This article originally appeared on Fish Eaters and is being used under Section 107 of the Copyright Act. It is for non-profit use to bring about the Triumph of the Immaculate Heart into the world. If you have any questions please contact firstname.lastname@example.org.
Holy cards are such a distinctive part of the Catholic “visual culture” — inexpensive images that we use as bookmarks and keepsakes, tuck into picture frames, slip inside Christmas and greeting cards, keep in our wallets, give to our Godchildren and those we sponsor into the Church for their special occasions… We keep ones with relevant prayers and images on them to hand out to friends who are going through a hard time, and order special funeral cards (“memorial cards”) inscribed with the name and dates of birth and death of the dead person. Nowadays, one can buy customized holy cards inscribed with personal names and dates as keepsakes for Baptisms, First Communions, Confirmations, etc. In Catholic culture, holy cards are ubiquitous and have been for a long time.

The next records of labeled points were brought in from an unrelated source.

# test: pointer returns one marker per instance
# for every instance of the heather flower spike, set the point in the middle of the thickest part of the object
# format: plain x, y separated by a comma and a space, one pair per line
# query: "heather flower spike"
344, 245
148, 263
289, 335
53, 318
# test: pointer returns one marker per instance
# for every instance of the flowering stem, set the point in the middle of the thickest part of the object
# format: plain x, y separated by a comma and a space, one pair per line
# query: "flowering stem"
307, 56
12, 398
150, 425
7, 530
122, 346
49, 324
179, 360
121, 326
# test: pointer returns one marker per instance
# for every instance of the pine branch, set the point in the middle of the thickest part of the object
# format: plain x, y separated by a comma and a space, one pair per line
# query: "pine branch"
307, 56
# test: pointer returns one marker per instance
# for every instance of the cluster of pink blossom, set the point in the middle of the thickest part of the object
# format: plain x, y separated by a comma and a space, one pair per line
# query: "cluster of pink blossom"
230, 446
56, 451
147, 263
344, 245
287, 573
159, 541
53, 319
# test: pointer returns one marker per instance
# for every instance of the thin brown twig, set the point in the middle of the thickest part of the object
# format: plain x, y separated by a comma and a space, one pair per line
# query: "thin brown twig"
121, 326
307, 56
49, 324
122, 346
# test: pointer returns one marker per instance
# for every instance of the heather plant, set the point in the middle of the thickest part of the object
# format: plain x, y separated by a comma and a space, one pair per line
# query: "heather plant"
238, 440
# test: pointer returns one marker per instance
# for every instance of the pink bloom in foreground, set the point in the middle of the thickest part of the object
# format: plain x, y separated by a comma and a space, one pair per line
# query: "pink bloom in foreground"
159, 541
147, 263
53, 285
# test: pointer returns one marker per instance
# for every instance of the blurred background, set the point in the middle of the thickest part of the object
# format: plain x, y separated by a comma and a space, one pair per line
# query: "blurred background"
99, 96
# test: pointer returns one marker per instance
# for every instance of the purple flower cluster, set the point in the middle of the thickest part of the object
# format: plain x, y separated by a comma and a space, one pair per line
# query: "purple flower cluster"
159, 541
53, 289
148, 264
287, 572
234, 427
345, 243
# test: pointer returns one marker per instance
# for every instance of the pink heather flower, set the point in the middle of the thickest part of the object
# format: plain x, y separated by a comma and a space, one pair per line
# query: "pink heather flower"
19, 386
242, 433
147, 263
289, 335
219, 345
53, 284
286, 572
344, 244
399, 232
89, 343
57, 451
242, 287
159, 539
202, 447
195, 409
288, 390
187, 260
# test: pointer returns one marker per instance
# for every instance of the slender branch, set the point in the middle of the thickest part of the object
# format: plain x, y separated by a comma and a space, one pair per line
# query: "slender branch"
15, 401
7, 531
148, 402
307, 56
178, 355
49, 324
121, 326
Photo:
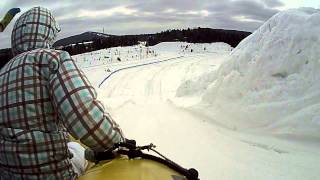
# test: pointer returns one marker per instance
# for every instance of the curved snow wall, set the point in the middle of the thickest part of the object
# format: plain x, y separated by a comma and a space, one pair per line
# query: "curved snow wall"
271, 79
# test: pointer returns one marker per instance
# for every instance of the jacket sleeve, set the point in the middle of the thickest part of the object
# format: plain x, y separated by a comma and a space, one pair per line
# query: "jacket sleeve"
76, 102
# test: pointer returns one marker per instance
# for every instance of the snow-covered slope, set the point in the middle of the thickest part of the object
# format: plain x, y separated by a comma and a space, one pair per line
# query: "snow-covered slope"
215, 111
271, 79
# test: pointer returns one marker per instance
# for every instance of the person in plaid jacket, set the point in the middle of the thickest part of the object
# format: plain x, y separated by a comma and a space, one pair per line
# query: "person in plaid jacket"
44, 97
8, 17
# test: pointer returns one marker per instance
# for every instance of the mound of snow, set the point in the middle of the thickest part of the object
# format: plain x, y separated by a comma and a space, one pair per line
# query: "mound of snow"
271, 79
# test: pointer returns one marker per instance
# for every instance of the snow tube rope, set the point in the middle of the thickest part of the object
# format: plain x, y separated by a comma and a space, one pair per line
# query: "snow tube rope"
130, 149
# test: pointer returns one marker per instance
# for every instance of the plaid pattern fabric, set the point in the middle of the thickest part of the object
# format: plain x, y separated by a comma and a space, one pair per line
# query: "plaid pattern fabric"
43, 97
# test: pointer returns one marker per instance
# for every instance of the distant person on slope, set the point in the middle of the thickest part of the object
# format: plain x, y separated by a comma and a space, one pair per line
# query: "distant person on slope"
8, 17
43, 98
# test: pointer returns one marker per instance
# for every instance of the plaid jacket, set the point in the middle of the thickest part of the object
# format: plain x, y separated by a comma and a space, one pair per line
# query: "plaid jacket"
43, 97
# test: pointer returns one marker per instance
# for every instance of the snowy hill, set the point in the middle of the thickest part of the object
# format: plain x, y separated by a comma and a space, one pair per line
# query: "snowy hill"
250, 113
271, 79
80, 38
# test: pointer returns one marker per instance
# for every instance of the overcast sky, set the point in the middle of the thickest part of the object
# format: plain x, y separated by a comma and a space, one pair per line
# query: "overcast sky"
149, 16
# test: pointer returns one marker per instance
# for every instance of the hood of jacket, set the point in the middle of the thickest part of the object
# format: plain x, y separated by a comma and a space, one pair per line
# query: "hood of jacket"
34, 29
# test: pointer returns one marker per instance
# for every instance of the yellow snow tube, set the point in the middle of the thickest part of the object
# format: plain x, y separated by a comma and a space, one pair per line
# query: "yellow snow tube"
123, 168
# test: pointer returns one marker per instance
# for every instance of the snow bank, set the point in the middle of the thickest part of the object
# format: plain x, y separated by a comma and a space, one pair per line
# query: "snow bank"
184, 47
271, 79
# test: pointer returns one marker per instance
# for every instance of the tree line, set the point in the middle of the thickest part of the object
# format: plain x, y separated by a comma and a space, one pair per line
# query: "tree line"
196, 35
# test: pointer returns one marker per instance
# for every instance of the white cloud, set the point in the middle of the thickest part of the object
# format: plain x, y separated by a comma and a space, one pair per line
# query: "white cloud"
203, 13
107, 12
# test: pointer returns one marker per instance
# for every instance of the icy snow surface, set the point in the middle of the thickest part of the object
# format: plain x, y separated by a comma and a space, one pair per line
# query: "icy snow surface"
249, 113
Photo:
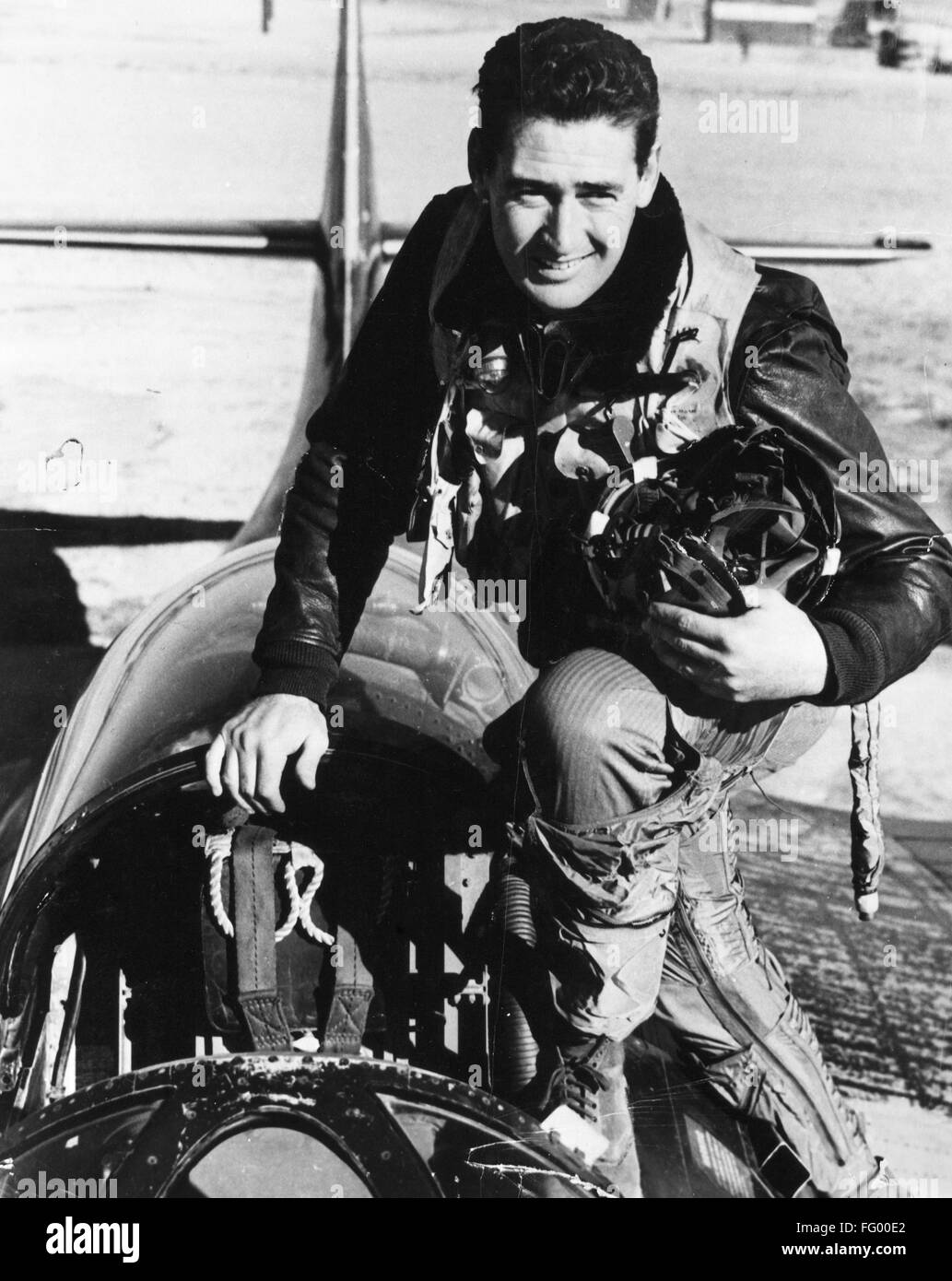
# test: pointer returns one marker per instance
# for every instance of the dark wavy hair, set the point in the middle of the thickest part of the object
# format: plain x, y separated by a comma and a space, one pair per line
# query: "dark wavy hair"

The earliest holy card — a wood block print of St. Christopher — dates to 1423. In that century, hand-cut and die-cut paper lace holy cards became extremely popular and were known as dévotesdentelles in France, and as Andachtsbilden in Germany.
Modern holy cards developed when a German, Aloys Senefelder (1771-1834), developed lithography, an inexpensive way of multiplying graphics. In the 1840s, French companies in Paris in the area of the Church of St. Sulpice began mass-producing holy cards with designs characterized by soft and feminine-looking images, a style that became known as “St. Sulpice Art” (“l’art St. Sulpice”). While many of these cards were sold in America, other companies, such as Carl Benziger and Sons (later the Benziger Brothers), a Swiss company in operation since 1792, opened branches in America. Nowadays, the best and most commonly-seen holy cards are produced by the Bonella Brothers company, based in Milan, Italy.
You can buy paper cards, laminated cards (they last much longer), cards imprinted with traditional art and icons, and tacky modern-looking cards. They generally cost between 30¢ and $2.00 and can be bought at most Catholic bookstores and giftshops.